Calling her main opponent in the May primary a liberal, Taylor said Ohio Attorney General Mike DeWine was a five-decade career politician typical of the establishment who thinks government can cure all of society’s ills.
“I want to build a firewall against government over-reach,” she said.
Taylor said DeWine “was in the Gang of 14 who blocked conservative judges,” plus “he earned an F (grade) from the National Rifle Association, and that’s hard to do” and even supported the DREAM Act (Development, Relief, and Education for Alien Minors).
“In 2016, our nation stated very clearly what it thinks of the establishment,” she said in support of President Donald Trump and his tax cuts. “You have more power than you know,” voters were told.
Most of the audience’s questions were about immigration.

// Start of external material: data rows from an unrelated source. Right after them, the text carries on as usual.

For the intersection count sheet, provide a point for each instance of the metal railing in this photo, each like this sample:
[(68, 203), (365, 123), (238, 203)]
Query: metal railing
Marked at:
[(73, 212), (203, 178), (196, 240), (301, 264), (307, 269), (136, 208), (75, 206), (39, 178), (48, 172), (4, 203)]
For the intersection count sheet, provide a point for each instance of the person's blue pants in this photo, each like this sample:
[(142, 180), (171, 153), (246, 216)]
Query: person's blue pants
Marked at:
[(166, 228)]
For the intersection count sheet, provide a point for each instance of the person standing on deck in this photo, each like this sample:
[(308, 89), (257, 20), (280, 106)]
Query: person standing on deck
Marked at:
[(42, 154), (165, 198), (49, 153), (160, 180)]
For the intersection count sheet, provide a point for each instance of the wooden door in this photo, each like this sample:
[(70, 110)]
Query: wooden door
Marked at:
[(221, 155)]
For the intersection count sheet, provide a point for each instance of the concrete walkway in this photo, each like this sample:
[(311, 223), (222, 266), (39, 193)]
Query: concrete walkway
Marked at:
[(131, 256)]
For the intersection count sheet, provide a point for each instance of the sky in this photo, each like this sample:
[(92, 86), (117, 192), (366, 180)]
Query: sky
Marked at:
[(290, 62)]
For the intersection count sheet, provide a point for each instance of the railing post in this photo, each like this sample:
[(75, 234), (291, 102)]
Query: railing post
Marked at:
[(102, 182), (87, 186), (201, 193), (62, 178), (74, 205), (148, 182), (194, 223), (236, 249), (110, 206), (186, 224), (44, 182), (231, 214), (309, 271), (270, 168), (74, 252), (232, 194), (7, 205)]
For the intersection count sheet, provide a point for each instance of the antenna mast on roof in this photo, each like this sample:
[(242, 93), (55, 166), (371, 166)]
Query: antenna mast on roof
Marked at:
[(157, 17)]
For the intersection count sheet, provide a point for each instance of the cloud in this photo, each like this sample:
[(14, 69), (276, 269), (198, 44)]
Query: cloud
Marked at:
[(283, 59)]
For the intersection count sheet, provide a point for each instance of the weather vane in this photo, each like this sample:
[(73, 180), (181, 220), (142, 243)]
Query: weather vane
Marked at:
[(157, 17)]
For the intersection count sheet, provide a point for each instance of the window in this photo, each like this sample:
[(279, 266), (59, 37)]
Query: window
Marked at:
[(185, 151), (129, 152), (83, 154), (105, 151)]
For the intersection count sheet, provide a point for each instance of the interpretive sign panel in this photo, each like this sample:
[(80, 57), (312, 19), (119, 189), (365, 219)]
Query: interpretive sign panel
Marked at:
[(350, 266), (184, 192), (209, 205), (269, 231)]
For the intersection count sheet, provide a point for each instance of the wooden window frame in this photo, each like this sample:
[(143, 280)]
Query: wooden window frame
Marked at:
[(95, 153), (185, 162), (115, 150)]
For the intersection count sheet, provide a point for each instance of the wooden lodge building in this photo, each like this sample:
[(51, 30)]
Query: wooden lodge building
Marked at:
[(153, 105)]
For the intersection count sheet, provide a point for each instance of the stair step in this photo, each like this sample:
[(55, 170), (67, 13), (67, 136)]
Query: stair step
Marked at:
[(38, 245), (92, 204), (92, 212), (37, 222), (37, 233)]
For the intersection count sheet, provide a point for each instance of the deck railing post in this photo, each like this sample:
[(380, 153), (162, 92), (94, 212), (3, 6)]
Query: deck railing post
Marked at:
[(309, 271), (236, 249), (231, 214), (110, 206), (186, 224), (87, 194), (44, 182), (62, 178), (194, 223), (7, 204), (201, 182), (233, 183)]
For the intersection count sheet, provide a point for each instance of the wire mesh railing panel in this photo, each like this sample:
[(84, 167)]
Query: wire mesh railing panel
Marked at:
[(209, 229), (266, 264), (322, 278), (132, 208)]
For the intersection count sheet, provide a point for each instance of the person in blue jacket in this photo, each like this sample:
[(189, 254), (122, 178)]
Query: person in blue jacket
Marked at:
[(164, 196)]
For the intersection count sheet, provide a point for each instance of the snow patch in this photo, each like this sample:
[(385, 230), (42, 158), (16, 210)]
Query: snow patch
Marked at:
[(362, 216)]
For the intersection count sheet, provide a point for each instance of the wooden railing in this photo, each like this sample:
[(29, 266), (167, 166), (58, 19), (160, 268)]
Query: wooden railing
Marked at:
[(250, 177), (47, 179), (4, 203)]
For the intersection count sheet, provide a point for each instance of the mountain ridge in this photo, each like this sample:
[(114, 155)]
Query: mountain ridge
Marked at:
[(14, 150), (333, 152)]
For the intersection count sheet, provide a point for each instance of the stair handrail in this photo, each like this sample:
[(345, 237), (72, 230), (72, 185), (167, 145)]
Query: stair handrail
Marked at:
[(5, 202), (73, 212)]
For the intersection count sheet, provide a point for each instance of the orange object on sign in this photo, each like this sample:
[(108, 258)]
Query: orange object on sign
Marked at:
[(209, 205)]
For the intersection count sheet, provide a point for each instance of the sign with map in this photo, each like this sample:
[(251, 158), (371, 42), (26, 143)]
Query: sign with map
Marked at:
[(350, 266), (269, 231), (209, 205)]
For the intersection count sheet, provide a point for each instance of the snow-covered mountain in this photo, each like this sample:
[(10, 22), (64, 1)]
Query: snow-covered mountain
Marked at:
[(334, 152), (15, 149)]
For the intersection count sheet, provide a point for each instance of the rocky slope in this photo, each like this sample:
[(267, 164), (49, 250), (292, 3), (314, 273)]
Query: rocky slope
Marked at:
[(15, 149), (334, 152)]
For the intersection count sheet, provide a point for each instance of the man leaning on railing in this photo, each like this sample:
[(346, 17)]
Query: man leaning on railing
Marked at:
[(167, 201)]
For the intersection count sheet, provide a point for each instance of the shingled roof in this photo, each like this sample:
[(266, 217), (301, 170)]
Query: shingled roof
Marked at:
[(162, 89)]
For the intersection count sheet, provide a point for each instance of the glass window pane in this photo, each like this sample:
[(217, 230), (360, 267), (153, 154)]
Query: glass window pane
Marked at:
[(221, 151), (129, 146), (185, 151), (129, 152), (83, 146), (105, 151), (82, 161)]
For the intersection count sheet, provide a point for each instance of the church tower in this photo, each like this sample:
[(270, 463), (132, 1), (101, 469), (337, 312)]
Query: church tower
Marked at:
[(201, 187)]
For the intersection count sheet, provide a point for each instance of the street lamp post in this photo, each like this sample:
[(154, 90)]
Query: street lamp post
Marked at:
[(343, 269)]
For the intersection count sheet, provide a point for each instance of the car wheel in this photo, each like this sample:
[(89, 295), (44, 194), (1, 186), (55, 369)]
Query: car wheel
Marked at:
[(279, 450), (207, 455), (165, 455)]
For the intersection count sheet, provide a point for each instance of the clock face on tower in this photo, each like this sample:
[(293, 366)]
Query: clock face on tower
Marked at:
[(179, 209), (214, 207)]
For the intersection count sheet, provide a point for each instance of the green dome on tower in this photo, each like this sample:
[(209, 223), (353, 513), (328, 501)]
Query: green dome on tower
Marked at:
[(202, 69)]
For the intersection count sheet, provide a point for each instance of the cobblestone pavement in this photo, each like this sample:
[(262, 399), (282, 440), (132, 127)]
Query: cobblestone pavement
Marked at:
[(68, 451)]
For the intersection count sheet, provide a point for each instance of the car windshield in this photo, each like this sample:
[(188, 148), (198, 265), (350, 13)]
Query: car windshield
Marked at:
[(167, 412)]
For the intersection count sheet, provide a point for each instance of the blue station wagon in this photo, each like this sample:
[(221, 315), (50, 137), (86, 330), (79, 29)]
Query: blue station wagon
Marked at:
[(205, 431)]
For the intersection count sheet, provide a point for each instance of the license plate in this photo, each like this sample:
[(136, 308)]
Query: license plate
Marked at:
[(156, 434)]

Taylor said she was opposed to Sanctuary Cities and would use the power of the purse to withhold funding to cities such as Columbus, until they did comply. “We have to build the wall to secure our borders.”
One person said he liked her, but no longer liked Gov. John Kasich.
“I hear this everywhere I go,” Taylor said. “I’m the same conservative I’ve always been. View me for who I am and not for John Kasich. I am the true conservative.”
She also pointed to recent endorsements from fellow conservative politicians such as Minnesota’s Michele Bachmann.
Taylor admitted she was in a tough race, and that DeWine had an advantage in name recognition. However, she felt that events such as the Powell meet and greet had a compounding effect on guests, who would tell others about the candidate. Indeed, as they were leaving, several people in the tavern said they would vote for Taylor in the May 8 primary.
Liberty Tavern was an aptly-named place to hold the meet and greet, containing patriotic-themed memorabilia amid its chairs, tables and televisions. Taylor’s talk took place in a quiet room of the busy restaurant that was graced overhead by a quote attributed to founding father Benjamin Franklin — “The Constitution only gives people the right to pursue happiness. You have to catch it yourself.”